When you're a long standing ITP patient, when you switch doctors, you might experience a doctor who treats you as if you were a new patient, in that he'll admit at a higher platelet count then you might prefer. That's why it's important to maintain a relationship with a hematologist, so he understands you and your particular ITP progression and response to treatments. Make sure you provide any new hematologist with a complete write up of your history, which includes all treatments and response to treatments and how you've managed low counts. If he sees that you are an active, involved patient, he'll be more inclined to trust your judgement.

If you've developed a relationship with a hematologist and he won't trust your judgement, you feel is too aggressive on treatments, hospitalizes when you feel it's reasonably safe and just doesn't seem to want to work with you, it's probably time for a new doctor. Unless he can convince you why he's recommending a treatment, takes the time to explain, it's probably time to find another one. You want someone who helps you manage ITP, because you'll probably be managing it for the rest of your life. You don't want it to rule how you live, causing fear and anxiety. It will be hard enough to manage ITP and the ups and downs of platelet counts, so undue stress of a doctor who is anxious or a bully will just make matters worse.

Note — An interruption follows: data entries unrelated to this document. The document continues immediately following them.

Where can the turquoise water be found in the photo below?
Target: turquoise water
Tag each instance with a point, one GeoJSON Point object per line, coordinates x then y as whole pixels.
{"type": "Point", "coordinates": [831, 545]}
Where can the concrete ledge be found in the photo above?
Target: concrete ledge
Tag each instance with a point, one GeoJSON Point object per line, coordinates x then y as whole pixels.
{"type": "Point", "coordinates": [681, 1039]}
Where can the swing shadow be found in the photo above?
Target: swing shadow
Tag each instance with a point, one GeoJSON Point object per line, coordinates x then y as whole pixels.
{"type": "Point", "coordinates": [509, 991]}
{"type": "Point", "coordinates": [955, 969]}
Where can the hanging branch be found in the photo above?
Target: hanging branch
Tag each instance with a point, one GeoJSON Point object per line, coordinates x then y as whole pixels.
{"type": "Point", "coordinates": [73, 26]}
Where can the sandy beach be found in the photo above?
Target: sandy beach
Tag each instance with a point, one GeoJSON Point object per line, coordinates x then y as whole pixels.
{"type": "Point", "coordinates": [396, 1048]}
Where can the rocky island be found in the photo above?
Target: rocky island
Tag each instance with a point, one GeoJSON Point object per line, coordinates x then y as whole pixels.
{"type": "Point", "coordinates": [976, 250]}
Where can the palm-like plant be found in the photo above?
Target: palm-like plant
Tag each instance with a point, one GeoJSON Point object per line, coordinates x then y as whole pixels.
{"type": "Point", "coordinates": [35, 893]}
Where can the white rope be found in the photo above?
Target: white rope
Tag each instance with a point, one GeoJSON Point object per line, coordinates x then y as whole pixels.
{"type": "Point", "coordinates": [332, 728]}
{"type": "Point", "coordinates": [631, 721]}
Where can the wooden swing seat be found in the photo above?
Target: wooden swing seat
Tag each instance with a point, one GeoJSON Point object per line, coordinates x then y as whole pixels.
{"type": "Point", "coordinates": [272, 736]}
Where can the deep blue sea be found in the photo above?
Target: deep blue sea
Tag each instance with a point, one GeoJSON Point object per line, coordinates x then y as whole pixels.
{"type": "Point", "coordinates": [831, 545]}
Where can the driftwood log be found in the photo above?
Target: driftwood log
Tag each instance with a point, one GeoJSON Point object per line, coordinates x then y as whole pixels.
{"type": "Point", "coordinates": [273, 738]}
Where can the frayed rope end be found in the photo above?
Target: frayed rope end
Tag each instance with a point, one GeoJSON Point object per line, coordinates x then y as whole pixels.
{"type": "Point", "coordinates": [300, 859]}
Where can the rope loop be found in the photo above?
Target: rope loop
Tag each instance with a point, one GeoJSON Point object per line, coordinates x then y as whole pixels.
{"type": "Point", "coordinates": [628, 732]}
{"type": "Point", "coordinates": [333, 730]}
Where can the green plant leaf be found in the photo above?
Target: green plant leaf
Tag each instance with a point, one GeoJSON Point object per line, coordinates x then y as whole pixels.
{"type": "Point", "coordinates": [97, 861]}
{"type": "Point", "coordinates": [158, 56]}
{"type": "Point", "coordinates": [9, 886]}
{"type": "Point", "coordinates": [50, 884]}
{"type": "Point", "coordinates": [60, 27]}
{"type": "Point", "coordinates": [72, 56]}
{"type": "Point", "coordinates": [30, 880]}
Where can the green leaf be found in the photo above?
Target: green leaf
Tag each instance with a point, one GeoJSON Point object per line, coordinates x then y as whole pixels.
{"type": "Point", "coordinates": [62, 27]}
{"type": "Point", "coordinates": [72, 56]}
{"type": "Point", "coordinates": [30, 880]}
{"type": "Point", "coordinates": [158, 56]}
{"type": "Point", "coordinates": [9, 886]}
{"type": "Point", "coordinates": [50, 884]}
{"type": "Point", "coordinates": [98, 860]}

Regarding nurses -- if you're seeing an oncologist, who treats cancer patients, sometimes nurses are responding to how a cancer patient would be with a count below 50k. Often they will bleed, because they not producing the large platelets an ITP patient produces. The nurse might not completely understand ITP, so when she sees a count of 16k, she thinks internal bleeding. In ITP, the risk of a bleed is higher than if you had normal counts, but it's really still a very low risk, unless you happen to be a patient who does bleed. Therefor weigh the response of an oncology nurse carefully, until she fully understands your ITP diagnosis. I've seen nurses really over blow ITP at counts below 50k, but not below 20k.

Make sure you completely understand your ITP and ITP in general, treatment protocols and work to manage your ITP, as opposed to dumping it completely in the lap of those who treat you. You'll appreciate hanging onto some of the control and I suspect your doctor will appreciate an involved patient.